R.<x, y> = PolynomialRing(GF(2))
size = 2^8
K.<alpha> = GF(size, modulus=x^8+x^4+x^3+x^2+1)

def make_human_world(human_world_size):
    H = 0
    for i in range(human_world_size):
        for j in range(human_world_size):
            H += (x^i) * (y^j) * (alpha^(random.randint(0,size-2)))
    return H

def make_spirit_world(H, spirit_world_size_param):
    Gx = prod(x-alpha^i for i in range(1,spirit_world_size_param+1))
    Gy = prod(y-alpha^i for i in range(1,spirit_world_size_param+1))
    return H % (Gx + Gy)

def make_disharmony(C, count):
    x_set = set()

    D = 0
    for i in range(count):
        r = random.randint(0,size-2)
        p = random.choice(list(C.dict().keys()))
        while p[0] in x_set:
            p = random.choice(list(C.dict().keys()))
        x_set.add(p[0])
        D += (x^p[0]) * (y^p[1]) * alpha^(r)
    return D

def make_key(D):
    key_seed = b""
    for pos, value in sorted(list(D.dict().items())):
        x = pos[0]
        y = pos[1]
        power = discrete_log(value, alpha, size-1)
        key_seed += long_to_bytes(x) + long_to_bytes(y) + long_to_bytes(power)
    m = hashlib.sha256()
    m.update(key_seed)
    return m.digest()

def get_polynomial_dict(C):
    res = C.dict()
    for key in res:
        res[key] = discrete_log(res[key], alpha, size-1)
    return res

human_world_size = 64
spirit_world_size_param = 32
disharmony_count = 16

H = make_human_world(human_world_size)
S = make_spirit_world(H, spirit_world_size_param)
World = H+S
D = make_disharmony(World, disharmony_count)
C = H+S+D

key = make_key(D)
cipher = AES.new( key, AES.MODE_ECB )

print("# Witch making the map! please wait.", flush=True)
witch_map = []
for i in range(spirit_world_size_param):
    row = []
    C_y = C(y=alpha^(i+1))
    for j in range(spirit_world_size_param):
        temp = C_y(x=alpha^(j+1))
        if temp == 0:
            row.append(None)
        else:
            row.append(discrete_log(temp, alpha, size-1))
    witch_map.append(row)
print("witch_map=", witch_map)
print("treasure_box=", cipher.encrypt(FLAG))

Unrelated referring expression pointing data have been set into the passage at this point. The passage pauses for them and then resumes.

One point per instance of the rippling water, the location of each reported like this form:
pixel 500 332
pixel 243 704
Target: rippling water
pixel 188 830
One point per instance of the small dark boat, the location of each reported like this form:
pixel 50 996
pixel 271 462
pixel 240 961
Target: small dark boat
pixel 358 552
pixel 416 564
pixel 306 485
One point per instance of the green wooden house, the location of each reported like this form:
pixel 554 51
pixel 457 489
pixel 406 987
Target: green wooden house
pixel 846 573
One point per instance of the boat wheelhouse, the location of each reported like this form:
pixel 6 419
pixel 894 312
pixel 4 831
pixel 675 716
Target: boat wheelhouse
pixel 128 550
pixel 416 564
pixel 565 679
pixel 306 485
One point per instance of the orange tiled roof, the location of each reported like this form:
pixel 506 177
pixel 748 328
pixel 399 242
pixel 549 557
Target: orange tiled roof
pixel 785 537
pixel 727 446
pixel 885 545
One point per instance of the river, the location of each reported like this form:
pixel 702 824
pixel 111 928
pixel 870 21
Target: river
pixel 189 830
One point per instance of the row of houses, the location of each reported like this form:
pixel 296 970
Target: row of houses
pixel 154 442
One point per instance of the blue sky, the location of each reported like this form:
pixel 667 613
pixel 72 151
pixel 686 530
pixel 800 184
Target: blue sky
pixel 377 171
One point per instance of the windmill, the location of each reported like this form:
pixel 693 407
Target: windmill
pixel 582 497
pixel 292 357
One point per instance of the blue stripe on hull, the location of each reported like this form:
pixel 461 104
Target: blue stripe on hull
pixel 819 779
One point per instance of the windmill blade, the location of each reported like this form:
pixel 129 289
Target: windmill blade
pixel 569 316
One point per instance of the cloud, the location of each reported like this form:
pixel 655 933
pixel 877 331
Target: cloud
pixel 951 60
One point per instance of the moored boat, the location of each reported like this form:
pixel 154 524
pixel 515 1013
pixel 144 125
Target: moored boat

Considering that $H = S \mod (G_x + G_y)$ , we can get the following equation;

C(\alpha^i, \alpha^j) = D(\alpha^i, \alpha^j) (1 \leq i,j \leq 32)

Here, we write $D$ as follows.

\begin{aligned} D(x,y) &= \sum_{i=0}^{n-1} d_i x^{e_{x_i}} y^{e_{y_i}} \\ &\mathrm{where\ } n = 16\ (\mathrm{the\ number\ of\ errors}) \end{aligned}

If we pay attention to the nature of this problem, we will notice that it is similar to the
Reed–Solomon error correction (ref: https://en.wikipedia.org/wiki/Reed–Solomon_error_correction).

However, this problem appears to be bivariate. How do we solve it?
The answer is to enter an value within the $[\alpha^1,\alpha^{32}]$ range!
Here, Let's assign $y=\alpha$ .
Then, $D(x,y)$ becomes as follows.

\begin{aligned} D(x) &= \sum_{i=1}^{n} d_i \alpha^{e_{y_i}} x^{e_{x_i}} \\ &= \sum_{i=1}^{n} e_i x^{e_{x_i}} \\ & \mathrm{where}\ e_i = d_i \alpha^{e_{y_i}} \end{aligned}

We were able to transform it into a one-dimensional Reed-Solomon code :)
$e_{x_i}$ and $e_{y_i}$ can each be obtained in this way.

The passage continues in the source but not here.